On Saturday, Krueger’s company, in cooperation with Taylor, Valparaiso University and Indiana Space Grant Consortium, launched a high-altitude balloon about 20 miles into the sky form Fort Wayne’s Salomon Farm Park on Dupont Road. In comparison, airplanes typically go no higher that six miles into the sky, he said.
The balloon, which carried equipment form Valparaiso for studying ozone levels and pollution, and experimental technology for improving broadband communications from StratoStar, went into an area just before outer space that’s called “near space,” he said.
“It’s prototype near-space equipment for an alterative to satellites,” Krueger said. About 25 people, including children from a class on aviation at Salomon Farm, watched at 11 am, the launch of approximately 6-foot-wide and 8-foot-tall white balloon with a cord attached that dangled boxes containing the experiments. As the balloon goes higher into space, it expands considerably, and after about an hour and a half it pops, sending the experiments back to Earth on a parachute, he said.
The researchers track the balloon in a specially equipped vehicle and expect it to travel about 100 miles, Krueger said. The experiment from Valparaiso is financed by a NASA grant, Valpo students Stephen Holcom said. “It’s to see if ozone and other pollutants are being transferred from Asia,” Holcomb said. “With all the industrial developments going on, especially in China, the air quality is poor over there.”

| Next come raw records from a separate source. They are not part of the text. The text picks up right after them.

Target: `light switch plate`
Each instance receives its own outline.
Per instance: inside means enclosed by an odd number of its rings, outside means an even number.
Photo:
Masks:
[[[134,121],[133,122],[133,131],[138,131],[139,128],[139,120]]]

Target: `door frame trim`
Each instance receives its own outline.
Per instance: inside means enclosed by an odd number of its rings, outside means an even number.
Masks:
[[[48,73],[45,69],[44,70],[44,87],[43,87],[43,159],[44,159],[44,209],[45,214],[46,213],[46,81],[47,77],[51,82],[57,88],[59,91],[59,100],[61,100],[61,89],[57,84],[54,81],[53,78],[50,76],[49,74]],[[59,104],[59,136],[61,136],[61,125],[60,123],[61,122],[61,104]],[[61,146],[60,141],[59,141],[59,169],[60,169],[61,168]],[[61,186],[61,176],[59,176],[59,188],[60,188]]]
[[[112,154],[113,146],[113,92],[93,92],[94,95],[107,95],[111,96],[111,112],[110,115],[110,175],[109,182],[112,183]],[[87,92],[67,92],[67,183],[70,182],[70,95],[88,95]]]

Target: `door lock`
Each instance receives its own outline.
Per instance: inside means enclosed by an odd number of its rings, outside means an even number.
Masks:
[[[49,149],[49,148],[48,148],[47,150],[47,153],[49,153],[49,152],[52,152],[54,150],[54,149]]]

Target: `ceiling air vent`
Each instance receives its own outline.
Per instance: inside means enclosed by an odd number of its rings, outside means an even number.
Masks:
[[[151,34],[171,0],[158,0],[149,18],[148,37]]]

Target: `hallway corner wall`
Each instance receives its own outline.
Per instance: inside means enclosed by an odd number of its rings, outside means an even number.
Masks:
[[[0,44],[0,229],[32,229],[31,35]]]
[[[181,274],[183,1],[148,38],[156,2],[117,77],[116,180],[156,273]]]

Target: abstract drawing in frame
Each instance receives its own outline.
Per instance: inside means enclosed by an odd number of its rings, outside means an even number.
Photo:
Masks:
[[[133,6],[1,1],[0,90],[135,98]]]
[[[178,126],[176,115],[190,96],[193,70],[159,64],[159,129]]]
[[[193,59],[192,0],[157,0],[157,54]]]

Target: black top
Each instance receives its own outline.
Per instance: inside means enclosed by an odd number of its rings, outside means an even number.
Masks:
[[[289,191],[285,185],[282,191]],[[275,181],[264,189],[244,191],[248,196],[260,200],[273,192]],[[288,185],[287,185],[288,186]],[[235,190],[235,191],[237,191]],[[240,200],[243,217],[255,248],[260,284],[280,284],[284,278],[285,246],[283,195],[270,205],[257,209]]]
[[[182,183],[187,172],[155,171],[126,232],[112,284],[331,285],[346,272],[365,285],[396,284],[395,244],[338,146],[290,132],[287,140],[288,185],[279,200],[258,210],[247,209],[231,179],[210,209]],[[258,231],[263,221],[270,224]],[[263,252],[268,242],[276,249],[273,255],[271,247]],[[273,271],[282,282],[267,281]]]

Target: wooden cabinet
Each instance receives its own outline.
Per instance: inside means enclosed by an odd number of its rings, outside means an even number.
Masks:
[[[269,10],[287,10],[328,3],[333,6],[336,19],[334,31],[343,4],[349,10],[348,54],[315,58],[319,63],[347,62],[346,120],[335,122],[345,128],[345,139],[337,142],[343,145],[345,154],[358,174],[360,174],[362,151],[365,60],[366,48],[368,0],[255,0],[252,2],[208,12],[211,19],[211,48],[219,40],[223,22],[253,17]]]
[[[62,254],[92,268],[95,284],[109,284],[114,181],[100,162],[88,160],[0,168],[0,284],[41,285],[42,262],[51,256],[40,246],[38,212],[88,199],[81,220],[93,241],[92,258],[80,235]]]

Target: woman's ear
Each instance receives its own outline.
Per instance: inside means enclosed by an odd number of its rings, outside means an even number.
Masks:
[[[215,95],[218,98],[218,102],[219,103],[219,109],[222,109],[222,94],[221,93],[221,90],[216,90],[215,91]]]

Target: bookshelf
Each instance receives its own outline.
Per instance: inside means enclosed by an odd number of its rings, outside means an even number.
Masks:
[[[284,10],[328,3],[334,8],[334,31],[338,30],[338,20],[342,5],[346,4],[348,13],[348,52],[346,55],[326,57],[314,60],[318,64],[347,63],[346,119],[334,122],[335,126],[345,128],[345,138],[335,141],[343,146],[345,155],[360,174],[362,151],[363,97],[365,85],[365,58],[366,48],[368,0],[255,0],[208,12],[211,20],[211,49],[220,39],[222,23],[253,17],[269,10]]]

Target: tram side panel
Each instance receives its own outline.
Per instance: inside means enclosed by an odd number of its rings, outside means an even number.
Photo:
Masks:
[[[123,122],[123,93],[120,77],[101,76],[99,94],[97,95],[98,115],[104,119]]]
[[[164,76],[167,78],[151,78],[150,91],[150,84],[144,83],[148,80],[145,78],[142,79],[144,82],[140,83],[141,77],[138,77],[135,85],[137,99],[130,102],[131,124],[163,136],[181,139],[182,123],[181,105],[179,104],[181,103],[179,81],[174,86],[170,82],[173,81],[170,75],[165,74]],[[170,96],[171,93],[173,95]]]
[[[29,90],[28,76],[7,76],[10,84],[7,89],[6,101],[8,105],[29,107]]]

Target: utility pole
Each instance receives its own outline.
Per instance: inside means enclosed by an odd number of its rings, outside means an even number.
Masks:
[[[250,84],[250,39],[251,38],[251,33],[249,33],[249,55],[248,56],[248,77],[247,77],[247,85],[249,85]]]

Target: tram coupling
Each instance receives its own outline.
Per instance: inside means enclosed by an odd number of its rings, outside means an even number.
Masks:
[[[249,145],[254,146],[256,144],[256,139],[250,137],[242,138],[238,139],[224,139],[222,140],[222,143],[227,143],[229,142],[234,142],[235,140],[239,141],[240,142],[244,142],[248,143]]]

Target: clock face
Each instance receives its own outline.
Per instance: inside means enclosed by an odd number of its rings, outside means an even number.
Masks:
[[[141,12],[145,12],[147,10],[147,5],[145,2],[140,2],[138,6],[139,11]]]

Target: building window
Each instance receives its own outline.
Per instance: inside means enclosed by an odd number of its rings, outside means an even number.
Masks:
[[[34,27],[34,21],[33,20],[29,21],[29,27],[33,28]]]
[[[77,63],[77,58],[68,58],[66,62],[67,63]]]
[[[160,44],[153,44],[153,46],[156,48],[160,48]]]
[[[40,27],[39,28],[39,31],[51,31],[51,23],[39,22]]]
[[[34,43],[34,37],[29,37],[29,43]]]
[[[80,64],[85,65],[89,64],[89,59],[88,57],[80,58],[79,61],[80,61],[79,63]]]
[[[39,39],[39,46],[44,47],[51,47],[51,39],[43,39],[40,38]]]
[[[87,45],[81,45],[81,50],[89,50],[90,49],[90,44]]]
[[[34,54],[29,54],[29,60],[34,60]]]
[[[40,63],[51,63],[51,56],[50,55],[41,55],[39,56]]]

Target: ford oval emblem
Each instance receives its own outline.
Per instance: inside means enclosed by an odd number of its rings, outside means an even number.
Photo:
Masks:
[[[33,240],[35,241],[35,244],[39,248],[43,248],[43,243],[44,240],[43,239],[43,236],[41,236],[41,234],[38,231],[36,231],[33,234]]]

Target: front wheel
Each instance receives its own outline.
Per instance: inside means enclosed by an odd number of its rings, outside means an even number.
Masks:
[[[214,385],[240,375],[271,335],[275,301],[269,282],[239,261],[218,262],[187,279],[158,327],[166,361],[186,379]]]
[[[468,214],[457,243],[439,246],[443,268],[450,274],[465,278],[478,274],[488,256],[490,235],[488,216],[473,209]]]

“We are trying to get better equipment to be able to see with more detail what the pollution is and where it’s at,” Krueger added. Krueger majored in marketing at Taylor and learned about high-altitude balloons through Taylor University’s Center for Research and Innovation, said Hank Voss, Taylor professor of research and Chief Scientist for StratoStar.
“It mixes all the students together with facilities and equipment and faculty know how to help them,” Voss said. High-altitude balloons, he said, are a promising business area. StratoStar is currently in the center, which gives it an edge against other new companies.”
“Incubated companies have a much better chance of succeeding,” Voss said. Krueger has high hopes for the company. At the 2008 Olympics in Beijing, he wants to launch a balloon known as a long duration geostationary platform that will stay in near space for six months and could improve cell phone connections with it broadband technology.
“It will allow for…..a (cellular) coverage area the size of Texas for one platform,” he said. “It would eliminate dropped cell phone calls.” Taylor has been launching high-altitude balloons from Salomon Farm once a summer for six years, said Jeff Dailey, a consulting research engineer for Taylor and Chief Engineer for StratoStar.
Bill Davenport of Fort Wayne was glad his 7-year-old son, Coleman, got to see the launch. “That’s the kind of thing he’s interested in,” Davenport said. “It’s a great opportunity to com out and see what Taylor and Valpo are doing.”